As a professional artist, Hoeksema sells his work through a number of galleries across the West. Locally, his work is on display at the Ouray Gallery. An oil painter and serigraph artist and a resident of Ouray County for the past 27 years, he appreciates the idea that local artists will be marketing themselves on their home turf.
“As an artist, marketing is one thing I don’t do, so I really appreciate what galleries and agents can do,” Hoeksema said. “Hey, I’ve got to spend my time painting!”
Williams, who owns galleries in Cedaredge and Delta, also helped to launch the Western Colorado Watercolor Association, and has been named both Alumni of the Year and Alumni of Excellence in years past by Western State College, where she has earned degrees in both art and business. Her latest venture came about when a cat bite temporarily impacted her own ability to create art.

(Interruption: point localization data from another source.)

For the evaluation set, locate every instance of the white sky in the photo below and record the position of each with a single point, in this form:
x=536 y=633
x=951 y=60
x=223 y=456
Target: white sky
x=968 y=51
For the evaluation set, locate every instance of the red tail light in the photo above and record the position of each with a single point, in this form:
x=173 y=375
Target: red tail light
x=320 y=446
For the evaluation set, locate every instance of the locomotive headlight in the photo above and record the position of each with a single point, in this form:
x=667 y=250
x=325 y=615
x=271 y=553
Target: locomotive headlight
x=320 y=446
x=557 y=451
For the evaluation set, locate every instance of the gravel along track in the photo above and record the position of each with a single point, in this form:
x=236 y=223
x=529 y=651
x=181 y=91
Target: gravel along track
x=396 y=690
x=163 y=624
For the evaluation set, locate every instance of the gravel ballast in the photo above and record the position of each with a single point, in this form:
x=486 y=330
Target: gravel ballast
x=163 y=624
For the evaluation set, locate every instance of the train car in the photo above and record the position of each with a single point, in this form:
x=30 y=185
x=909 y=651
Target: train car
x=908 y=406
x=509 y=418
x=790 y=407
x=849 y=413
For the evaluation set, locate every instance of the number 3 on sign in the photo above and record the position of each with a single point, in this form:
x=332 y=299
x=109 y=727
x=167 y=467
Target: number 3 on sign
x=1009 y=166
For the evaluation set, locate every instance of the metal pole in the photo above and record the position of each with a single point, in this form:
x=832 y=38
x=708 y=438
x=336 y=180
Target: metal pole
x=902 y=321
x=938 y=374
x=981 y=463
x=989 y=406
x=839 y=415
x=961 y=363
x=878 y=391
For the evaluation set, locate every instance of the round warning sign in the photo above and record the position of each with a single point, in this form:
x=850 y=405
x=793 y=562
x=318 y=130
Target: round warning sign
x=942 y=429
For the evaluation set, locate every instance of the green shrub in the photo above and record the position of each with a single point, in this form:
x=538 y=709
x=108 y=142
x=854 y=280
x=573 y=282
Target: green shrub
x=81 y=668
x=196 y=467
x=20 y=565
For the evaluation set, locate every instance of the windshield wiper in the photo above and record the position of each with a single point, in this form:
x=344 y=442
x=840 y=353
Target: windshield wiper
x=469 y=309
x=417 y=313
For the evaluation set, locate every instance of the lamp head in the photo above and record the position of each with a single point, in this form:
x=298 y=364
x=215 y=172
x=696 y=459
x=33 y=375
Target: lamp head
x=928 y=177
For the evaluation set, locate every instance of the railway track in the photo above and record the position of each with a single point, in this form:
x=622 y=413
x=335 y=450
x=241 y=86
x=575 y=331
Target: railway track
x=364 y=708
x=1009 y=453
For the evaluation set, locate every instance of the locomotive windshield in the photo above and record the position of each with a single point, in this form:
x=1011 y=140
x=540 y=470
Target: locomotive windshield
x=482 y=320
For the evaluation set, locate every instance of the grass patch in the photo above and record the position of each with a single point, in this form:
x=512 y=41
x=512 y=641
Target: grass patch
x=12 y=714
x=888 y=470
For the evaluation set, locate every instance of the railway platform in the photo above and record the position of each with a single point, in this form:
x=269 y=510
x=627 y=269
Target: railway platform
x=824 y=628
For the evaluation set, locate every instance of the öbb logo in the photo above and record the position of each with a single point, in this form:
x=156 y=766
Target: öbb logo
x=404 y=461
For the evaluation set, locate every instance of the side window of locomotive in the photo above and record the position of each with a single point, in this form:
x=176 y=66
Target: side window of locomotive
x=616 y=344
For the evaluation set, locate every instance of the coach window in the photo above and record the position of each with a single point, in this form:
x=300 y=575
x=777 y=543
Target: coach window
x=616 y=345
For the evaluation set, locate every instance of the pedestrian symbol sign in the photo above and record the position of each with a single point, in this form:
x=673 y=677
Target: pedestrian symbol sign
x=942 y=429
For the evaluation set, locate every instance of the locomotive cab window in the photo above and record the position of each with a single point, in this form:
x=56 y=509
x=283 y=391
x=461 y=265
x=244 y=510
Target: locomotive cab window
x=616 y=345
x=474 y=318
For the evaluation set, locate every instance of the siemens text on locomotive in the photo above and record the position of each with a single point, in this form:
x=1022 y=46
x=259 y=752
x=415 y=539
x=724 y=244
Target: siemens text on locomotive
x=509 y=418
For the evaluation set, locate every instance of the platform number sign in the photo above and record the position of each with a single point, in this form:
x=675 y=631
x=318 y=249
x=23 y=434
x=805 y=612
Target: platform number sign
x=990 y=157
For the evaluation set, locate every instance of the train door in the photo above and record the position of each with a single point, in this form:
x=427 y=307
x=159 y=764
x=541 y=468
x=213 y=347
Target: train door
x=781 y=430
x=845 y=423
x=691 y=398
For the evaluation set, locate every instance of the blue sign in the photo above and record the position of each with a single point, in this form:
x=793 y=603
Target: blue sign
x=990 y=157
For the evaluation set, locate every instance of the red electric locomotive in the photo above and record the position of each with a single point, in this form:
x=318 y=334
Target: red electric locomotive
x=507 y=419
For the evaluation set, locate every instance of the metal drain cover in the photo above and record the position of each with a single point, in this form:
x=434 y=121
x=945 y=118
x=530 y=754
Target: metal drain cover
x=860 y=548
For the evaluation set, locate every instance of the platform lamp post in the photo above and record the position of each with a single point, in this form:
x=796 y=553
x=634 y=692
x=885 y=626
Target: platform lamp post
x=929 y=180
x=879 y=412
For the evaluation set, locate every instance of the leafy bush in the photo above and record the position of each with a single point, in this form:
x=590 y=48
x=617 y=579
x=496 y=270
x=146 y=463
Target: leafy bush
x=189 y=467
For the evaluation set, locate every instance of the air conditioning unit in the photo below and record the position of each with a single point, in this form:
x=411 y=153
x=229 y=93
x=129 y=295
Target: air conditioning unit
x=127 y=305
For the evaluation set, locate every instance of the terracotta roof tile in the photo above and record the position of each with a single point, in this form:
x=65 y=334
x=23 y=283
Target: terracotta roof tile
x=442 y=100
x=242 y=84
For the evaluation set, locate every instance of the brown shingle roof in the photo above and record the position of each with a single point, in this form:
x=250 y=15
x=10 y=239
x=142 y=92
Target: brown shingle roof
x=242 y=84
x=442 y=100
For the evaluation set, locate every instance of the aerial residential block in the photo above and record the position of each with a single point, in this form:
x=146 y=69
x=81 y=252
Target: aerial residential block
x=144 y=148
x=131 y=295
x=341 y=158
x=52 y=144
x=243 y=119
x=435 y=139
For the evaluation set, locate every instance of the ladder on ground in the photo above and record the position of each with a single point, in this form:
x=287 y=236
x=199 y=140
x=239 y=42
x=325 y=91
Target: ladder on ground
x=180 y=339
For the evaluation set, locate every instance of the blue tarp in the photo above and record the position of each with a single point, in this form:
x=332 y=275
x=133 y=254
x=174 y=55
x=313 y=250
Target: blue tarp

“It was just one of those things,” she said. “I couldn’t even hold a piece of paper in my hand.”
While spending 30 days in Arizona last winter to visit the Mayo Clinic, Williams also found time to look around at local art galleries.
“Here were all of our Colorado artists, making them famous,” she said. “I own a gallery myself, and I have always believed that we need to market Colorado artists right here. I thought, why are we not doing this? I have known Kathryn Retzler forever, and I know she can do a job and do it well. So we are starting with tours, and working toward a collector’s guide.
“It doesn’t matter how good a product you produce if it is under your bed,” Williams said. “You have got to market it. Keep it moving, and keep it out there.”
Williams credits her own artistic background with helping her to think creatively. The importance of art to a community cannot be overstated, she added.
“I have been an artist all my life,” she said. “When I was three, I drew on my grandpa’s bald head, and got spanked — my mother learned to keep paper in front of me all the time, because I would get behind chairs and draw on the walls.
“I believe art is a way to teach creative problem solving,” she said. “Hand a person a blank piece of paper, and have them figure out what goes on it. Some will draw, some will paint, some will fold.
“My theory is that everybody can do something better than everybody else — the trick is to find out what it is and put them to work at it.”
The Western Colorado Regional Art Tour will be an ongoing venture, with six weekends planned for next year and 12 in 2009.
Meanwhile, Williams will continue to recover from her injury, and work in yet another of her successful business ventures — the family’s 180-acre fruit orchard. This year’s crops include peaches and apples. Although she has also planted cherries for the past five years, even the multi-talented Williams knows when it is time to throw in the towel.
“The raccoons have eaten the cherries every year for five years running,” she said. “This year, they ate 2,500 pounds of cherries in one night!
“There have got to be some really sick ‘coons out there,” she said.